From: Chris Capel <pdf23ds@gmail.com>
I'm trying to model a context-free grammar in Isabelle. AFAIK, a
generic function that parses input according to a CFG cannot be proved
to terminate. So I do not try to prove termination, which leaves me
with a domain qualifier on everything,
parse_len_dom (grammar, input) --> parse_len grammar, input = x
What I'm wondering is if it's possible, for a specific grammar and
input that I know will terminate, to prove "parse_len g, inp = n":
without the qualifier.

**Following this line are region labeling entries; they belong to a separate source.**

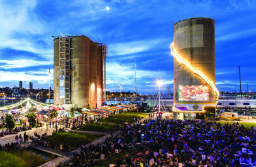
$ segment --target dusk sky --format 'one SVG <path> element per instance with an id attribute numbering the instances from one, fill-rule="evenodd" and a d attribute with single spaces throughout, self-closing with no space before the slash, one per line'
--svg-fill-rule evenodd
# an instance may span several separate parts
<path id="1" fill-rule="evenodd" d="M 170 44 L 174 23 L 192 17 L 215 20 L 216 84 L 219 91 L 256 91 L 256 1 L 1 1 L 0 87 L 48 88 L 53 69 L 52 36 L 89 36 L 108 46 L 108 91 L 157 92 L 173 88 Z M 53 75 L 51 86 L 53 88 Z"/>

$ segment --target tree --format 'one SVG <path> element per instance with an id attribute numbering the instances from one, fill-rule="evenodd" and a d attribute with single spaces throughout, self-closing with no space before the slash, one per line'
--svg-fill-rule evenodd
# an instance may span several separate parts
<path id="1" fill-rule="evenodd" d="M 57 112 L 57 111 L 53 110 L 53 112 L 52 112 L 52 113 L 50 114 L 50 117 L 51 118 L 56 118 L 58 116 L 58 112 Z"/>
<path id="2" fill-rule="evenodd" d="M 36 126 L 36 115 L 35 113 L 32 112 L 28 113 L 26 115 L 26 118 L 28 118 L 28 121 L 30 123 L 30 125 L 32 127 L 35 127 Z"/>
<path id="3" fill-rule="evenodd" d="M 82 113 L 82 112 L 81 108 L 77 108 L 76 111 L 79 112 L 80 113 Z"/>
<path id="4" fill-rule="evenodd" d="M 30 112 L 32 112 L 33 110 L 34 110 L 34 107 L 33 107 L 33 106 L 31 106 L 31 107 L 28 109 L 28 111 L 29 111 Z"/>
<path id="5" fill-rule="evenodd" d="M 211 113 L 209 111 L 206 111 L 204 113 L 204 117 L 205 118 L 213 118 L 214 116 L 214 114 Z"/>
<path id="6" fill-rule="evenodd" d="M 69 117 L 73 117 L 73 112 L 74 111 L 71 111 L 70 110 L 70 111 L 69 113 Z"/>
<path id="7" fill-rule="evenodd" d="M 8 114 L 5 118 L 5 127 L 9 130 L 13 129 L 15 127 L 14 121 L 13 121 L 13 116 Z"/>

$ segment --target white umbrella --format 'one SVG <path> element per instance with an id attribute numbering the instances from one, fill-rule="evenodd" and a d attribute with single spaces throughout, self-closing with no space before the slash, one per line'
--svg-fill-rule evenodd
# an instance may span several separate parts
<path id="1" fill-rule="evenodd" d="M 90 109 L 87 109 L 86 108 L 84 108 L 83 109 L 82 109 L 82 111 L 90 111 Z"/>

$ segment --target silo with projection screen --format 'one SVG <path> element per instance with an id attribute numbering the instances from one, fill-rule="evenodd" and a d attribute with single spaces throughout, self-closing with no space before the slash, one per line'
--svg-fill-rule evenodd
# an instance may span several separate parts
<path id="1" fill-rule="evenodd" d="M 196 18 L 174 24 L 174 47 L 182 61 L 215 84 L 213 19 Z M 204 106 L 215 106 L 216 96 L 209 81 L 174 58 L 174 118 L 196 118 Z"/>

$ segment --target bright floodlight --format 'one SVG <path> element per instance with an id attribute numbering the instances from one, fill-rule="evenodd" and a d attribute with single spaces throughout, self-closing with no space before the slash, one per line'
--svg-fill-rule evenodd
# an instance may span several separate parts
<path id="1" fill-rule="evenodd" d="M 158 86 L 160 87 L 160 86 L 162 86 L 163 85 L 163 81 L 162 80 L 160 80 L 160 79 L 157 80 L 156 83 L 157 83 L 157 85 Z"/>

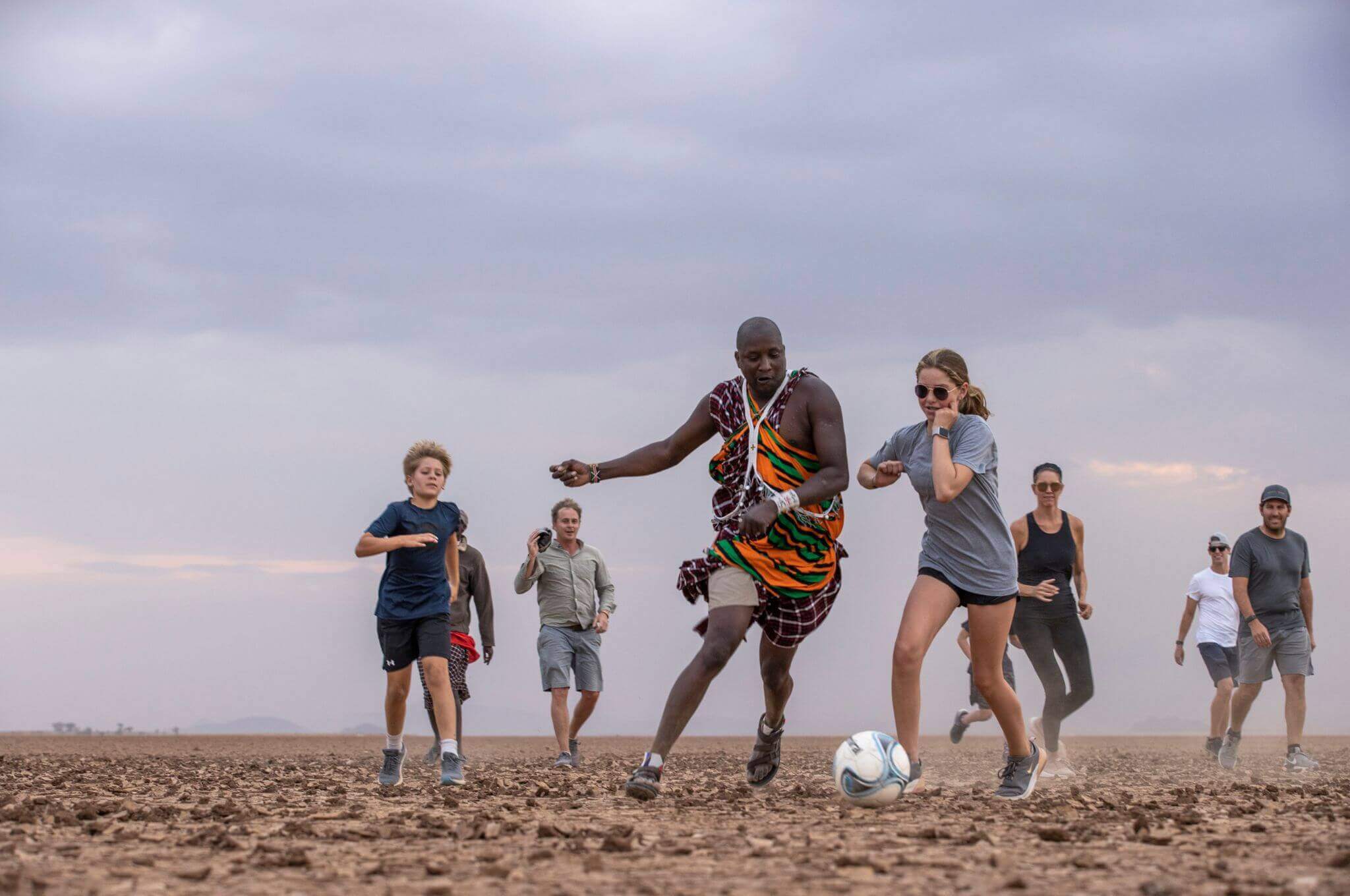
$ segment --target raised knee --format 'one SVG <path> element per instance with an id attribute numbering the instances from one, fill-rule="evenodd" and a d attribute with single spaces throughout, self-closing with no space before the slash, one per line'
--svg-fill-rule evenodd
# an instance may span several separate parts
<path id="1" fill-rule="evenodd" d="M 919 645 L 907 644 L 905 641 L 895 642 L 895 649 L 891 650 L 891 669 L 896 675 L 918 675 L 922 667 L 923 649 Z"/>

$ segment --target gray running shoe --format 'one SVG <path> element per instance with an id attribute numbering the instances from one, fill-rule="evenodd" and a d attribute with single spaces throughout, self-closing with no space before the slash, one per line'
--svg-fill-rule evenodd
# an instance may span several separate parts
<path id="1" fill-rule="evenodd" d="M 1238 744 L 1241 742 L 1242 731 L 1228 729 L 1227 734 L 1223 735 L 1223 744 L 1219 746 L 1219 765 L 1231 769 L 1238 764 Z"/>
<path id="2" fill-rule="evenodd" d="M 379 783 L 385 787 L 394 787 L 404 783 L 404 757 L 408 756 L 408 745 L 394 750 L 385 748 L 385 764 L 379 766 Z"/>
<path id="3" fill-rule="evenodd" d="M 971 727 L 963 719 L 965 718 L 965 710 L 956 711 L 956 721 L 952 722 L 952 742 L 960 744 L 961 738 L 965 737 L 965 729 Z"/>
<path id="4" fill-rule="evenodd" d="M 1031 742 L 1031 754 L 1010 757 L 999 777 L 1003 783 L 994 791 L 994 795 L 1006 800 L 1025 800 L 1035 791 L 1035 781 L 1045 768 L 1045 750 Z"/>
<path id="5" fill-rule="evenodd" d="M 1314 772 L 1318 766 L 1318 760 L 1304 753 L 1301 746 L 1295 746 L 1289 754 L 1284 757 L 1285 772 Z"/>
<path id="6" fill-rule="evenodd" d="M 464 783 L 464 757 L 459 753 L 441 753 L 440 756 L 440 783 L 446 784 L 463 784 Z"/>
<path id="7" fill-rule="evenodd" d="M 653 765 L 639 765 L 628 776 L 624 792 L 634 800 L 653 800 L 662 795 L 662 768 Z"/>

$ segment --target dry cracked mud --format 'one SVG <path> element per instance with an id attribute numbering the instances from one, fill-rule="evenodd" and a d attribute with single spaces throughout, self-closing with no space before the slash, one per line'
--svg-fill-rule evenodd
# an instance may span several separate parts
<path id="1" fill-rule="evenodd" d="M 371 737 L 0 735 L 0 893 L 1350 893 L 1350 738 L 1281 771 L 1249 737 L 1235 772 L 1200 738 L 1069 738 L 1084 773 L 991 797 L 999 741 L 925 739 L 932 791 L 841 806 L 841 738 L 787 738 L 742 783 L 748 738 L 687 738 L 663 796 L 622 783 L 644 742 L 470 738 L 439 784 L 409 738 L 404 784 Z"/>

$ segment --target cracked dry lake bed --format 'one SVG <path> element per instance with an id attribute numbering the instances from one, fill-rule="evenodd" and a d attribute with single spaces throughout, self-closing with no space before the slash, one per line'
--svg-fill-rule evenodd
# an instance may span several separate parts
<path id="1" fill-rule="evenodd" d="M 1084 773 L 992 799 L 1000 741 L 925 738 L 930 792 L 841 806 L 842 739 L 788 737 L 768 792 L 749 738 L 686 738 L 653 803 L 622 795 L 641 738 L 468 738 L 443 788 L 409 738 L 381 788 L 378 737 L 0 735 L 0 893 L 1350 893 L 1350 738 L 1281 771 L 1247 737 L 1066 737 Z"/>

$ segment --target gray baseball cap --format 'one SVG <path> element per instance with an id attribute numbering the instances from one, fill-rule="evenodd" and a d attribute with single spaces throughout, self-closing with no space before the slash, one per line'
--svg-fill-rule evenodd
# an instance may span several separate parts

Or is it required to prove termination in the
general case to ever get rid of that qualifier?
Chris Capel
From: Alexander Krauss <krauss@in.tum.de>
forgot to cc my answer to the list
From: Tjark Weber <webertj@in.tum.de>
I may be stating the obvious and/or missing your point, but the
membership problem for context-free languages is of course decidable
(see, e.g., http://en.wikipedia.org/wiki/CYK_algorithm).
Regards,
Tjark
From: Chris Capel <pdf23ds@gmail.com>
Out of curiosity, how is is accp defined in Wellfounded.thy? It
doesn't seem to be explicit. My best guess is that "inductive_set x"
defines "xp" as a predicate. (This does seem to be the case.) But this
behavior appears not to be documented in the Isar reference manual.